La tinta, el olor de la tinta, la textura pringosa y a la vez dúctil. Pienso a menudo en el olor de la tinta, pigmento y disolvente. Vapor orgánico que se evapora a medida que va secando, a medida que muere sobre el papel. La tinta vive y perece, como el vino, como la gente. Cuando se posa sobre el papel, comienza su lento declive. El color pierde brillo, los trazos se aclaran. El papel oscurecido y la tinta descamada se funden en la tonalidad del polvo.

A Marga la perdí hace tiempo. La ruptura llegó, también, con absoluta discreción. Una llamada que no se produce, un café que se pospone, un quehacer continuo donde antes había disponibilidad. La decisión siempre fue suya.
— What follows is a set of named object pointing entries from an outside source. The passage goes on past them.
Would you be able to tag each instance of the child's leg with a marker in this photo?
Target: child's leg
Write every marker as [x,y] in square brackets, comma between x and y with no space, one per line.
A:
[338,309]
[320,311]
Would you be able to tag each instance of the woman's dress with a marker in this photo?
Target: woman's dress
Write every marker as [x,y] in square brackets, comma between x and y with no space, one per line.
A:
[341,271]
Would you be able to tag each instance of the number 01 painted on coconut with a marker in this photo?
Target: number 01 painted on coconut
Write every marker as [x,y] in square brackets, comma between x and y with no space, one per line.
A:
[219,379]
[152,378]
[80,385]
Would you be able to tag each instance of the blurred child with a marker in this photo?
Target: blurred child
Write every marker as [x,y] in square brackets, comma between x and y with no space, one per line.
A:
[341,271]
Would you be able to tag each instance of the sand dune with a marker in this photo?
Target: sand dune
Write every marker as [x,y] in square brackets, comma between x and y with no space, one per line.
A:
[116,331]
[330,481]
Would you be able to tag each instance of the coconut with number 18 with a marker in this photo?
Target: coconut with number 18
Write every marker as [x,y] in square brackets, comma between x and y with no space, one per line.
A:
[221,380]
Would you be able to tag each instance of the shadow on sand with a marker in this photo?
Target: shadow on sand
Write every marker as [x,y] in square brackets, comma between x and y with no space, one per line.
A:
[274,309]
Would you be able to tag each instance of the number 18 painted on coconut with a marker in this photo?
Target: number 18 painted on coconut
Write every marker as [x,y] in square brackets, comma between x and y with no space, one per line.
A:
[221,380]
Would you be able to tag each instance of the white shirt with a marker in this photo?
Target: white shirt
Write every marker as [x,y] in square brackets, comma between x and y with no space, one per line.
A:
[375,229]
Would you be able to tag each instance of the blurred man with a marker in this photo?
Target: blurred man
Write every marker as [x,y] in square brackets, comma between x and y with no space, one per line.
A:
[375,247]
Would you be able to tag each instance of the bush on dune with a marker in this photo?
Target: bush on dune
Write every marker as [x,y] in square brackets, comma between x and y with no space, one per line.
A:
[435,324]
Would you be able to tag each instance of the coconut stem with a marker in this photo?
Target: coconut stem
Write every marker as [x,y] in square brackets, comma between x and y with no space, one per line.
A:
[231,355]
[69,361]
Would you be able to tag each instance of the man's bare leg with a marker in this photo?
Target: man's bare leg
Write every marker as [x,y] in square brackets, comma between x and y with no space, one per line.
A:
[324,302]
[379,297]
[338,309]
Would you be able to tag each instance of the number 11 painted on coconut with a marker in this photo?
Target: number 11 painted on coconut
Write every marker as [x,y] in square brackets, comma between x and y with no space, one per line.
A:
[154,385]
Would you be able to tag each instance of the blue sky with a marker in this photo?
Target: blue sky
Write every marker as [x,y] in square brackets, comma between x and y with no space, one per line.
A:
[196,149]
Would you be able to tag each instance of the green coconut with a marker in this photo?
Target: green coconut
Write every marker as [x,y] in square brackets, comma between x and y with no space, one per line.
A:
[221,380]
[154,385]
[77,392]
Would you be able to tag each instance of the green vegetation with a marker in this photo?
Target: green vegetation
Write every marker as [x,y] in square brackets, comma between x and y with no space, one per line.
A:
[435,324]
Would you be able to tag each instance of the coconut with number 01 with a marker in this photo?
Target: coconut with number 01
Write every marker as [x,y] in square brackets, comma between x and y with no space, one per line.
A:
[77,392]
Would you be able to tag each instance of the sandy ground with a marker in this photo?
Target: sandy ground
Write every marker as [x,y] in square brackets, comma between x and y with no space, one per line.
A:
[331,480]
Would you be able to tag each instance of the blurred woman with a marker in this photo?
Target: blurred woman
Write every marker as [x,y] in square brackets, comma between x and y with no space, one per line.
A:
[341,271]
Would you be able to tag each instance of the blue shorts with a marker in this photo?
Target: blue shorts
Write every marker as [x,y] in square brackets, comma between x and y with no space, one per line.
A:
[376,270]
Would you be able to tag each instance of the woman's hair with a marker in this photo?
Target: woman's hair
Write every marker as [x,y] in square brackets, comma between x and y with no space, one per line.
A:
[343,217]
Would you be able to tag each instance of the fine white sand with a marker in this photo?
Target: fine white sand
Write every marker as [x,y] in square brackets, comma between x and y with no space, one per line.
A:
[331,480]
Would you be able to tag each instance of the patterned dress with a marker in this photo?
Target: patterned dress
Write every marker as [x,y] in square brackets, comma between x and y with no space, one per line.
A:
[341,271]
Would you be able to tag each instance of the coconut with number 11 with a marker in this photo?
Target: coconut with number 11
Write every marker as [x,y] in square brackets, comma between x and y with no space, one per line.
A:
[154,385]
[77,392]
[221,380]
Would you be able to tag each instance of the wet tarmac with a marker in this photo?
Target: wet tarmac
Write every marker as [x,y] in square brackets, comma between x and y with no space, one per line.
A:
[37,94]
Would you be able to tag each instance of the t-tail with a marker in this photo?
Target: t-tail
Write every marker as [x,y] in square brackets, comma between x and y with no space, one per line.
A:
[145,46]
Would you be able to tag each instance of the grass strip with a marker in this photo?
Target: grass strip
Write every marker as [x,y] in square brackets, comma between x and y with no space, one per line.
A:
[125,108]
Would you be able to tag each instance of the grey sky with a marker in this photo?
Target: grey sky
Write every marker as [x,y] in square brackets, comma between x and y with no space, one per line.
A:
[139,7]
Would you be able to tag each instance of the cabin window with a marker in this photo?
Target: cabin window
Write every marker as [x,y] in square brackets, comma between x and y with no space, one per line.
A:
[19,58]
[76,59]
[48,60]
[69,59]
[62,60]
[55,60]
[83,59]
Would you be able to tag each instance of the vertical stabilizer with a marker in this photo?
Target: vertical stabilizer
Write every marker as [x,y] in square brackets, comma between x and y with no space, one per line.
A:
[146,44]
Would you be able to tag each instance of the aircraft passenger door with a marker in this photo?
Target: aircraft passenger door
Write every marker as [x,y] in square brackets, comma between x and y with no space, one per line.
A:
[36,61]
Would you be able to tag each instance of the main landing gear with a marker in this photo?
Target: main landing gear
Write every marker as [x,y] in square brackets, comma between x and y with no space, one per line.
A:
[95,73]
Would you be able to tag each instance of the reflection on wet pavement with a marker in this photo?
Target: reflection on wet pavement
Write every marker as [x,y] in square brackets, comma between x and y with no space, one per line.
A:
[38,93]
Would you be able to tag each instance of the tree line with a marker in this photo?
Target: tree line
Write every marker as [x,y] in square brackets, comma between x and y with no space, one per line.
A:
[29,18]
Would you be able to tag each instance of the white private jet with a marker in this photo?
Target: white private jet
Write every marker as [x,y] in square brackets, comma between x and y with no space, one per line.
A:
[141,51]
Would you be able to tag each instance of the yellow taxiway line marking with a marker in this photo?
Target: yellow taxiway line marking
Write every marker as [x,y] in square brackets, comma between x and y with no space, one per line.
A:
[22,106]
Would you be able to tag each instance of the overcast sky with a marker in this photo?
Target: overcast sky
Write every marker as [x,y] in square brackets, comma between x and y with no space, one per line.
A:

Mientras pensaba si iba yo mismo a dejarle la carta en el buzón, la dejaba al portero o buscaba a sus hijas, puse el telediario. Abre las noticias locales un suceso, una mujer de 63 años que vivía en un piso de alquiler de la plaza de la Laguna ha saltado por su balcón al recibir una orden de desahucio. De la rabia he estrellado el tarro de tinta contra las cortinas. Resbalaba, como un néctar azucarado, tibio y sensual.

No voy a permitirme una lágrima. Lo encontraría poco decoroso.